Allo IAP devono essere riconosciuti:

(i) il suggerimento di una prima definizione di influencer, ossia “soggetti che hanno la capacità di influenzare i consumatori nella scelta di un prodotto o nel giudizio su un brand. Si tratta di soggetti che hanno acquisito particolare prestigio e autorevolezza per l’esperienza e la conoscenza maturata in un certo ambito o settore, come ad esempio noti blogger che hanno online un largo seguito di pubblico”.

(ii) l’emanazione della Digital Chart, oggi integrata all’interno del Codice di Autodisciplina della Comunicazione Commerciale che, fornisce utili indicazioni per il rispetto della normativa pubblicitaria attraverso le nuove forme di comunicazione commerciale (e.g. endorsement tramite celebrity, influencer, blogger). In particolare, la Digital Chart, sebbene non vincolante, costituisce un punto di riferimento cruciale che raccoglie le indicazioni del Codice di Autodisciplina e attribuisce alle stesse un contenuto più “pragmatico”, affinché quest’ultimo venga rispettato anche nella comunicazione online.

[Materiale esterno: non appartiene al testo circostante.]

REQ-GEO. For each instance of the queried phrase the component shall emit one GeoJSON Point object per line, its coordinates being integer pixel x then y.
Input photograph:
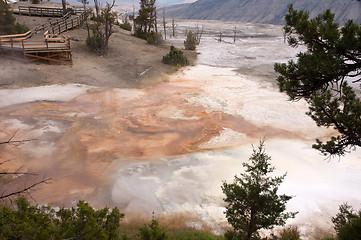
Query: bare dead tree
{"type": "Point", "coordinates": [156, 22]}
{"type": "Point", "coordinates": [63, 3]}
{"type": "Point", "coordinates": [199, 33]}
{"type": "Point", "coordinates": [220, 37]}
{"type": "Point", "coordinates": [235, 34]}
{"type": "Point", "coordinates": [101, 29]}
{"type": "Point", "coordinates": [174, 28]}
{"type": "Point", "coordinates": [164, 25]}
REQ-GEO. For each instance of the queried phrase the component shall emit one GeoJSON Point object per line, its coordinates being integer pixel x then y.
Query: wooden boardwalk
{"type": "Point", "coordinates": [52, 47]}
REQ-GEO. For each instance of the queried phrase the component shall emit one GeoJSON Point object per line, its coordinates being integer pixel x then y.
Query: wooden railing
{"type": "Point", "coordinates": [15, 37]}
{"type": "Point", "coordinates": [51, 42]}
{"type": "Point", "coordinates": [40, 11]}
{"type": "Point", "coordinates": [64, 24]}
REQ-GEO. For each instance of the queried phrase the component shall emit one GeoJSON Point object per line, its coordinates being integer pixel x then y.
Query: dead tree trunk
{"type": "Point", "coordinates": [164, 25]}
{"type": "Point", "coordinates": [235, 34]}
{"type": "Point", "coordinates": [174, 26]}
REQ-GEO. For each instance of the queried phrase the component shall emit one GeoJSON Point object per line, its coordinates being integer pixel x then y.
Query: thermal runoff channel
{"type": "Point", "coordinates": [167, 148]}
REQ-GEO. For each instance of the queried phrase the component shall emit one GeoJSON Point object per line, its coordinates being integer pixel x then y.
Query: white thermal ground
{"type": "Point", "coordinates": [44, 93]}
{"type": "Point", "coordinates": [192, 183]}
{"type": "Point", "coordinates": [224, 74]}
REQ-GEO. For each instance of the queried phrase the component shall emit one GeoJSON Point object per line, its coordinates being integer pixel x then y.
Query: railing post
{"type": "Point", "coordinates": [12, 47]}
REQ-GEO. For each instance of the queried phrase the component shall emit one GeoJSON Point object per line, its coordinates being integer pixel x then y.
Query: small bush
{"type": "Point", "coordinates": [190, 42]}
{"type": "Point", "coordinates": [93, 43]}
{"type": "Point", "coordinates": [152, 232]}
{"type": "Point", "coordinates": [175, 57]}
{"type": "Point", "coordinates": [290, 233]}
{"type": "Point", "coordinates": [126, 26]}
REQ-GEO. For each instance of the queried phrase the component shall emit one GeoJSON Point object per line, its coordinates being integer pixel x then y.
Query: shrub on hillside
{"type": "Point", "coordinates": [190, 42]}
{"type": "Point", "coordinates": [175, 57]}
{"type": "Point", "coordinates": [152, 231]}
{"type": "Point", "coordinates": [126, 26]}
{"type": "Point", "coordinates": [81, 222]}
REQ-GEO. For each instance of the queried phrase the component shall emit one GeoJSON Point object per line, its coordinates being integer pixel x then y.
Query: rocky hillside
{"type": "Point", "coordinates": [263, 11]}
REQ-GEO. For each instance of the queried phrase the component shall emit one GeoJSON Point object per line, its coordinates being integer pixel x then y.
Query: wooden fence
{"type": "Point", "coordinates": [40, 11]}
{"type": "Point", "coordinates": [66, 23]}
{"type": "Point", "coordinates": [54, 48]}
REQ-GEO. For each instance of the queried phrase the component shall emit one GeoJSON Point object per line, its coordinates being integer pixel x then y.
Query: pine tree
{"type": "Point", "coordinates": [146, 18]}
{"type": "Point", "coordinates": [322, 74]}
{"type": "Point", "coordinates": [252, 199]}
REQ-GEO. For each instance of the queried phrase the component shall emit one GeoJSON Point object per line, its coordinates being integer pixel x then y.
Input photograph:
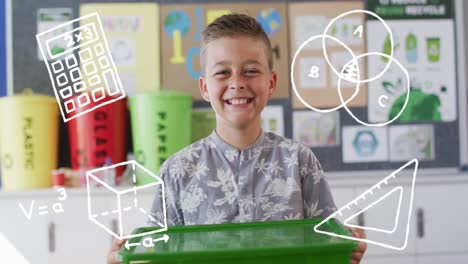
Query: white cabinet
{"type": "Point", "coordinates": [383, 216]}
{"type": "Point", "coordinates": [443, 210]}
{"type": "Point", "coordinates": [75, 238]}
{"type": "Point", "coordinates": [389, 260]}
{"type": "Point", "coordinates": [69, 236]}
{"type": "Point", "coordinates": [445, 258]}
{"type": "Point", "coordinates": [29, 237]}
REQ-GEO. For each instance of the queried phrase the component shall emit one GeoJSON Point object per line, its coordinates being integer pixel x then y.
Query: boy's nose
{"type": "Point", "coordinates": [237, 82]}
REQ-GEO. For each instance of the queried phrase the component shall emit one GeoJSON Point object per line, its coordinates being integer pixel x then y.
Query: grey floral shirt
{"type": "Point", "coordinates": [211, 182]}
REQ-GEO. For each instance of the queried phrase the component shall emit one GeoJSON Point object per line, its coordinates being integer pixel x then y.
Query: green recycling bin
{"type": "Point", "coordinates": [279, 242]}
{"type": "Point", "coordinates": [161, 125]}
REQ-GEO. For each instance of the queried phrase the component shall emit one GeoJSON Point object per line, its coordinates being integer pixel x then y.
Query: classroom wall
{"type": "Point", "coordinates": [30, 72]}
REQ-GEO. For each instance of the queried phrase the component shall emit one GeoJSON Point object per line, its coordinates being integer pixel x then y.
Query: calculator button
{"type": "Point", "coordinates": [62, 79]}
{"type": "Point", "coordinates": [66, 92]}
{"type": "Point", "coordinates": [79, 86]}
{"type": "Point", "coordinates": [103, 62]}
{"type": "Point", "coordinates": [71, 61]}
{"type": "Point", "coordinates": [99, 49]}
{"type": "Point", "coordinates": [98, 94]}
{"type": "Point", "coordinates": [83, 99]}
{"type": "Point", "coordinates": [70, 106]}
{"type": "Point", "coordinates": [57, 66]}
{"type": "Point", "coordinates": [111, 84]}
{"type": "Point", "coordinates": [94, 80]}
{"type": "Point", "coordinates": [85, 55]}
{"type": "Point", "coordinates": [75, 74]}
{"type": "Point", "coordinates": [90, 68]}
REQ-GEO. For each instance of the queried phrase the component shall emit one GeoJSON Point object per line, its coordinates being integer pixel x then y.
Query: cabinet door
{"type": "Point", "coordinates": [383, 215]}
{"type": "Point", "coordinates": [390, 260]}
{"type": "Point", "coordinates": [29, 237]}
{"type": "Point", "coordinates": [76, 238]}
{"type": "Point", "coordinates": [442, 212]}
{"type": "Point", "coordinates": [437, 259]}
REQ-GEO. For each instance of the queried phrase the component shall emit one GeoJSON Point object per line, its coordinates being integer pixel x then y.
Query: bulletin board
{"type": "Point", "coordinates": [181, 28]}
{"type": "Point", "coordinates": [427, 129]}
{"type": "Point", "coordinates": [339, 141]}
{"type": "Point", "coordinates": [132, 31]}
{"type": "Point", "coordinates": [3, 42]}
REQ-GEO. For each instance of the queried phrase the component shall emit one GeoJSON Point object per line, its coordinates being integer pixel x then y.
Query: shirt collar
{"type": "Point", "coordinates": [224, 146]}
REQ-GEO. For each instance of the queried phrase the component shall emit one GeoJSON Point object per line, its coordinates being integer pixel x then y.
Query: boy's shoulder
{"type": "Point", "coordinates": [289, 145]}
{"type": "Point", "coordinates": [269, 142]}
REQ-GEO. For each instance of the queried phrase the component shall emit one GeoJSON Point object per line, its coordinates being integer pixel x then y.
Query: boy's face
{"type": "Point", "coordinates": [237, 80]}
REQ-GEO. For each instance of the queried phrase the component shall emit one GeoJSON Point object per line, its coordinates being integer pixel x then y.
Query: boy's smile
{"type": "Point", "coordinates": [237, 81]}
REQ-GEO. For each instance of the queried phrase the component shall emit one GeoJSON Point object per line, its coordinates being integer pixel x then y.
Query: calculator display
{"type": "Point", "coordinates": [74, 39]}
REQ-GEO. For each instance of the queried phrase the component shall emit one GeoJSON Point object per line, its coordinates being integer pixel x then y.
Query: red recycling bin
{"type": "Point", "coordinates": [99, 135]}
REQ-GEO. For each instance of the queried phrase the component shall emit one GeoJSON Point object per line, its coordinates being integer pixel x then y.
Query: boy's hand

Le modalità con cui lo IAP prevede che l’influencer comunichi con il consumatore la finalità promozionale del contenuto sono le medesime che si rinvengono nella prassi decisionale dell’AGCM. Infatti, le linee guida della Digital Chart richiedono espressamente all’influencer l’utilizzo di determinati hashtag quali #adv, #ad, #adverstising, #sponsored o equivalenti, nella parte iniziale del post per chiarire fin da subito il rapporto commerciale esistente tra l’influencer ed il brand che sta promuovendo. Ove l’azienda decida di inviare i suoi prodotti alla celebrity/influencer, e qualora quest’ultimo decidesse di inserire tali prodotti all’interno di un post o un video, non solo l’azienda dovrà essere menzionata bensì si richiede l’inserimento di un disclaimer quale, ad esempio “prodotto inviato da/gifted by/supplied by” o, nel caso di fornitura del bene a titolo gratuito, #prodottofornitoda, #suppliedy seguito dal nome del brand.

Suggerimenti pratici per post conformi

Pertanto, per pubblicare un post senza rischi ed a prova di normativa, l’influencer dovrà necessariamente:

  • inserire sempre l’hashtag #ad, #adv o un hashtag analogo se il tuo contenuto pubblicato è un contenuto promozionale;
  • inserire l’hashtag #giftedby o #suppliedby se il prodotto o il servizio è stato regalato o offerto;
  • taggare i prodotti inserendo il corrispondente profilo (dal quale sarà possibile collegarsi al sito web ufficiale), così da offrire agli utenti un’esperienza di acquisto coerente e affidabile.

Infine, si consiglia di esaminare sempre le condizioni contrattuali presenti sulla piattaforma social utilizzate, in quanto ogni social network ha le proprie regole, anche con riferimento alle modalità attraverso cui promuovere prodotti e servizi.